The attack coincided with the third anniversary of the 2014 coup by the military. Investigations are still ongoing and no one has claimed responsibility. But there are suspicions that the act is in protest of the military rule. The week before, another bomb had gone off near the royal palace, amid preparations for the royal king’s birthday.
Thailand will go to the polls by the end of next year, albeit under a new Constitution drafted by the military, which only allows for a limited democracy.
3. Marawi City, Philippines: ISIS-linked militants turned city into warzone
Clashes broke out on Tuesday (May 23) between security personnel and local terrorist groups in Marawi City, a predominantly Muslim city on the southern island of Mindanao.
It all started when a joint force between the military and the police raided a house that was believed to be the hideout of Isnilon Hapilon of the Abu Sayyaf jihadist group, which is notoriously known for ransom kidnapping. Hapilon has reportedly been designated the leader of ISIS in Southeast Asia. Another terrorist group that is involved is Maute, formerly known as Moro Islamic Liberation Front.

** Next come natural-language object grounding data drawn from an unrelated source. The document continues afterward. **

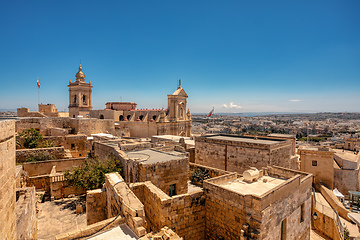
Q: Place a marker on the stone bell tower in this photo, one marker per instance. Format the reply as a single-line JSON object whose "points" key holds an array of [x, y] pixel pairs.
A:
{"points": [[177, 105], [79, 96]]}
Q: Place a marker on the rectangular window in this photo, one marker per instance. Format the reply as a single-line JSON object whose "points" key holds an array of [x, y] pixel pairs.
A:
{"points": [[172, 190], [283, 230], [302, 213]]}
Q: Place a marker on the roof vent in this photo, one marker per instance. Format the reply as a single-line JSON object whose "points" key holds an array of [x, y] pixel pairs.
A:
{"points": [[251, 175]]}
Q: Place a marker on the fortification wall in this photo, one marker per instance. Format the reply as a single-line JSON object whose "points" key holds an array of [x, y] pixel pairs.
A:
{"points": [[238, 156], [44, 167], [346, 180], [96, 208], [26, 224], [227, 211], [7, 180], [120, 200], [184, 214], [164, 174]]}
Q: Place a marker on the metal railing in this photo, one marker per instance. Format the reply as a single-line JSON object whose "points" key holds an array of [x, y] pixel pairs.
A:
{"points": [[330, 212]]}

The shootout prompted President Rodrigo Duterte to cut short his trip to Russia upon declaring martial law in Mindanao.
The situation continued to worsen as the terrorists torched a church, a jail, a hospital and several schools. They also took hostage of teachers, a priest, and about a dozen parishioners. The following day, residents fled the city in droves, while the military sent in reinforcements. On Thursday (May 25), surgical airstrikes were launched to flush out remaining militants.
The military reported on Friday (May 26) that they were gaining headway, having rescued more than 150 civilians trapped in houses and buildings, and recovered many villages previously occupied by terrorists.
As of Friday, 31 militants and 13 government troopers have been killed.
4. Homs, Syria: Car bombs in Homs city
Just two days after the Syrian government regained control over Homs, the city was attacked by a car bomb on Tuesday (May 23). According to the city’s health authority, four were killed and 32 were injured. Police also found another vehicle that was rigged with explosives near a Shi’ite mosque south of the capital Damascus.
The Islamic State claimed responsibility for the attack, which comes on the heels of recent victories of President Bashar al-Assad’s regime. Last Sunday (May 20), hundreds of Syrian rebels and their families evacuated Homs, bringing it back to government control for the first time since 2011.
Meanwhile the Syrian Observatory for Human Rights, a British-based war monitor, reported that US-led coalition strikes in eastern Syria have killed at least 35 civilians in the same week.
5. Jakarta, Indonesia: Suicide bombings at bus station
A pair of suicide bombers attacked a bus station in Jakarta, Indonesia on May 24 this year. According to the police, at least three police officers were killed and six other officers and five civilians were injured. Aluminium, nails, buckshot and receipts were also discovered at the scene of the explosion. ISIS involvement in the bombing is suspected.
ISIS has been claiming responsibility for terror attacks in Indonesia. Last year, ISIS said it carried out a suicide bombing and shooting near a Starbucks in Jakarta which killed two people and wounded another 24.
Indonesia is the world’s most populous Muslim country. In light of alarming ISIS attempts to recruit members within the country, Indonesia has been actively fighting against radical extremism.